Five Tips to Avoiding Legal Issues with Social Media

  1. Become Aware. Social media is here –for now anyway –and should be embraced by companies and professionals, not feared, and certainly not ignored. Become aware of what your colleagues and employees are doing. Ask what social media they participate in and how they are using it – professionally, personally, or both? Your awareness of the reality of social media in the workplace will then help shape your company’s tolerance for transparency as it relates to your industry.
  2. Preserve Professionalism. Professionals, such as architects, medical providers, human resource representatives, attorneys, accountants and engineers face their own unique challenges in the new social media universe. Where is the line for professionals who “tweet” or blog? Malpractice issues may arise when some professionals step past the line of participation in the social media sphere into giving actual advice to everyone – and no one at the same time -as is the case with the Internet. Professionals need to be aware of potential issues related to confidentiality, solicitation, and inadvertent disclosure of health or private client information. These issues have always existed for professional, but now we are confronted with a medium that makes it so much easier (and faster) to make a mistake.
  3. Create a Policy and Train on it. Once you are aware participation in social media at your office and have defined your tolerance level of its use, it is time to update your employee handbook to address privacy, confidentiality and harassment issues. Don’t stop there. Talk to your employees about the new policy and train them on how to comply and move forward.

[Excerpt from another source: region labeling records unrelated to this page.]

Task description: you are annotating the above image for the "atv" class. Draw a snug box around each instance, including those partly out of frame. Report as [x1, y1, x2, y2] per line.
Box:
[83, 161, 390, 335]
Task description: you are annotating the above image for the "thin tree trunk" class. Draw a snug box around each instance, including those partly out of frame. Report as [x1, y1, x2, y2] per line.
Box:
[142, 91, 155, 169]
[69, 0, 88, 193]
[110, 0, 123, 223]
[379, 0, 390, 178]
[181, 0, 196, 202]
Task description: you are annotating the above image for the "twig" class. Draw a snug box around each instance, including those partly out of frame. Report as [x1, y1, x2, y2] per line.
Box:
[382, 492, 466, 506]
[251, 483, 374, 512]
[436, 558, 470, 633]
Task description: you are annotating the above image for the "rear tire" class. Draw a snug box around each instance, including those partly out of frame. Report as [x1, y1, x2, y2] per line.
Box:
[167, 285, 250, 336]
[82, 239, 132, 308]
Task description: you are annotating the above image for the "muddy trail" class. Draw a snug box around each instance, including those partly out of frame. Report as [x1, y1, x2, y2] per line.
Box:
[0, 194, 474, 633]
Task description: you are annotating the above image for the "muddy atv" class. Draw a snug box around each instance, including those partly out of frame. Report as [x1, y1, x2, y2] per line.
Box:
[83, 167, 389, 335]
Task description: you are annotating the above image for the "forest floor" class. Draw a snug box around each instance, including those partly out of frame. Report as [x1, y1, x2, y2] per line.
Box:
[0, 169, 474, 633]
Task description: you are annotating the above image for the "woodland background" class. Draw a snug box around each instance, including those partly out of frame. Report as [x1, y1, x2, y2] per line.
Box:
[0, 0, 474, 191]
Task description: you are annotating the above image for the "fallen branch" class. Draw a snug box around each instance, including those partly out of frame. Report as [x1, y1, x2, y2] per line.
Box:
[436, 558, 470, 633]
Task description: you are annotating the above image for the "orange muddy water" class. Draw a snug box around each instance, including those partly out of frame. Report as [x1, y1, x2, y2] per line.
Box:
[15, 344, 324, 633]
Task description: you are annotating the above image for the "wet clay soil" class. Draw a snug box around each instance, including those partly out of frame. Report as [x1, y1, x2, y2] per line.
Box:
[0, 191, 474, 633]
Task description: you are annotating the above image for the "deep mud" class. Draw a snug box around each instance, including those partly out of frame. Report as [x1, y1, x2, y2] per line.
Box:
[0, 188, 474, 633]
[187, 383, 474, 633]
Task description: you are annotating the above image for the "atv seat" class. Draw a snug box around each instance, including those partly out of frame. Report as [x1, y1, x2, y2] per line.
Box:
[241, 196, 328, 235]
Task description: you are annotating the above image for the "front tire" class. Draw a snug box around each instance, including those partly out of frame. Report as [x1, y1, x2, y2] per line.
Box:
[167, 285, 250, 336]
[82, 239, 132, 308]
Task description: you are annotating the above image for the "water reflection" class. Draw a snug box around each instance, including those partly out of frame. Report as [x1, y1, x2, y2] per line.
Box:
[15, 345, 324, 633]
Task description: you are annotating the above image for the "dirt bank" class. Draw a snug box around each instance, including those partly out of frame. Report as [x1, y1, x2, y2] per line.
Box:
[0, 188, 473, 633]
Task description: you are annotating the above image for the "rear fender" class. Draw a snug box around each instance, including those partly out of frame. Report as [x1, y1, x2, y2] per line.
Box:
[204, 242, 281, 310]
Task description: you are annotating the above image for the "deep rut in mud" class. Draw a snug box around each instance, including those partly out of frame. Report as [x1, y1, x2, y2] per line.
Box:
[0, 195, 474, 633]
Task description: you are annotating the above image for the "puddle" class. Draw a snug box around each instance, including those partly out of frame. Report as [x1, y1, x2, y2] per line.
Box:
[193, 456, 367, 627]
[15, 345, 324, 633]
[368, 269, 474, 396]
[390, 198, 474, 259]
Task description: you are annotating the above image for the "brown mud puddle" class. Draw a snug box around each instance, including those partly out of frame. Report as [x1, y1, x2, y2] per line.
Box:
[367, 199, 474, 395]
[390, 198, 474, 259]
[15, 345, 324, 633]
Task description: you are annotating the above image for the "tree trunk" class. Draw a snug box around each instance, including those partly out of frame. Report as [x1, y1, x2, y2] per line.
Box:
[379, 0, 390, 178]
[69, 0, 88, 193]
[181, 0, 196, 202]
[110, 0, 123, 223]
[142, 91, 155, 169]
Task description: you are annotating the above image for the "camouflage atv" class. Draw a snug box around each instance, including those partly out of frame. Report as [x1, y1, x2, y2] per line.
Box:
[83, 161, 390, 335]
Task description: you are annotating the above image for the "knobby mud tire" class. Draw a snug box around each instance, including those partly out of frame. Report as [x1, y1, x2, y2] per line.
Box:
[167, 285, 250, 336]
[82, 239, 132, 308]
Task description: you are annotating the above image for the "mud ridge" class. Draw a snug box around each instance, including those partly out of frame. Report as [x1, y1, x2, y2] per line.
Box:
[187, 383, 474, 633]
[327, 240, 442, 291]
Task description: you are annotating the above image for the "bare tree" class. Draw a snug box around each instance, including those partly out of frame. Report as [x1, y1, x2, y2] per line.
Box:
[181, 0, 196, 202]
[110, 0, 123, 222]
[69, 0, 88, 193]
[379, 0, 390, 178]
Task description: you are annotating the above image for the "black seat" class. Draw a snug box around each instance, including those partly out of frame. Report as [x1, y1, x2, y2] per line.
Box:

  4. Remind That Perception is Reality. In online social networks, the lines between public and private, personal and professional are blurred. Remind your colleagues and employees that the mere identification of the company as your employer in their “bio” creates perceptions about the company (and the person posting) by customers and the general public. If a legal issue were to arise later, it sometimes can become difficult to separate the person from the company.
  5. Be Proactive. If people at your company are already using these tools, be proactive starting with awareness of its use and the kinds of things being written. Then discuss and define its use with policy-creation and training. Don’t overreact and de-value social media’s potential worth. Explore with employees and colleagues how social media networks can benefit the company with customers or referral sources. Protect your company first, but encourage the understanding that these tools can benefit an organization that keeps in step with the law.